Despite the FA’s challenges, Matt DiIorio refused to surrender.
“Matt died at the age of 40 on July 4, 2021 due to complications from FA,” the obituary read. “It is true that he died while he was alive and spending time with his family on vacation in Sun Valley, Idaho.”
His family thanked those who helped make life a little easier.
“The DiIorio family values the people who have supported Matt with countless kind and loving deeds throughout his life,” says his obituary. “The family also thanks the doctors who treated and cared for him from the bottom of their hearts.”
On Monday, July 12th, at 11 a.m., a Christian funeral mass was held in the Catholic Church of Our Lady of Grace.
A private burial followed at St. Ann’s Cemetery in Cranston.
Instead of flowers, the family is asking for donations in memory of Matt to FARA in support of the Race for Matt and Grace.
For more information, visit www.curefa.org/rfmg (Checks to FARA can be mailed to 533 W. Uwchlan Ave., Downingtown, PA 19335; reference RFMG).
Cranston’s Woodlawn-Gattone-Remington Funeral Home took care of the arrangements.

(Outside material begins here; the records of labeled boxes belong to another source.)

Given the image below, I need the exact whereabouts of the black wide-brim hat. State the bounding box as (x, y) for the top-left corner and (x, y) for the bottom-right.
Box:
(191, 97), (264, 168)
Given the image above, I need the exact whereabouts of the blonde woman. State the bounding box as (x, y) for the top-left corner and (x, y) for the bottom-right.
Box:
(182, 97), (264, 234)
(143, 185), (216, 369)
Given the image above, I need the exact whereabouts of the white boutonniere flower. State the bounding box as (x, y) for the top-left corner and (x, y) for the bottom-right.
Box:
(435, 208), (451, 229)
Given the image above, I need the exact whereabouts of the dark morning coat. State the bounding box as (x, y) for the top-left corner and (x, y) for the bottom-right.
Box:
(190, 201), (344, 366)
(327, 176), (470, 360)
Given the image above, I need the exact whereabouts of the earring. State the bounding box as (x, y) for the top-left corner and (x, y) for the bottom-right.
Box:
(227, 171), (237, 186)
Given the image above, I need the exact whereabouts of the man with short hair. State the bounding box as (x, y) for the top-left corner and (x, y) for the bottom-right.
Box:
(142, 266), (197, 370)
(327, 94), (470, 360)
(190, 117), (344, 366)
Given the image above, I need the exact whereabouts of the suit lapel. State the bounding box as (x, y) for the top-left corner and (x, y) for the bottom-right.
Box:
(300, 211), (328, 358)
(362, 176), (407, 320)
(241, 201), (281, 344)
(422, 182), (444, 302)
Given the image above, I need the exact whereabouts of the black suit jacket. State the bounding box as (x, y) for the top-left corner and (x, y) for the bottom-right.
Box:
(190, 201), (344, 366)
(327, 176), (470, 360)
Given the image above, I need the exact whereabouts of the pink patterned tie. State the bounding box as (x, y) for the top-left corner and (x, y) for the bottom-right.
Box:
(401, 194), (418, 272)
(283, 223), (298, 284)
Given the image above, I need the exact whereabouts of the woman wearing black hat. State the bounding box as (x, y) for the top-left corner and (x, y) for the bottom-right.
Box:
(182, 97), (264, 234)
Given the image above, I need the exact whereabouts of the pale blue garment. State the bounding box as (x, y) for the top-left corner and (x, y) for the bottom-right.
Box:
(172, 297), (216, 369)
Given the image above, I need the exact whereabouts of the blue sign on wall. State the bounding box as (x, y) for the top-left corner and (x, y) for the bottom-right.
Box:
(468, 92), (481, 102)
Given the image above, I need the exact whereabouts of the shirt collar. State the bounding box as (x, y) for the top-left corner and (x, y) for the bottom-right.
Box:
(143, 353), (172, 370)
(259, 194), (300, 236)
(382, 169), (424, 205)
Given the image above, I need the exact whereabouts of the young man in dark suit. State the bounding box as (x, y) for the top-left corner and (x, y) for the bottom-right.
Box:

Reminders and condolences can be shared on WoodlawnGattone.com, and details of tree plantings in memory of Matt DiIorio can also be found online.
At the beginning of Matt DiIorio’s obituary, his family asked two questions. For most of us, the answers shed a shining light on the legacy that DiIorio will undoubtedly leave behind.
“How many of your friends would carry you up a flight of stairs or on a plane?” “When was the last time you were judged not by your appearance but by your character?”
The Johnston School Committee adjourned Tuesday night’s meeting in memory of Matt DiIorio.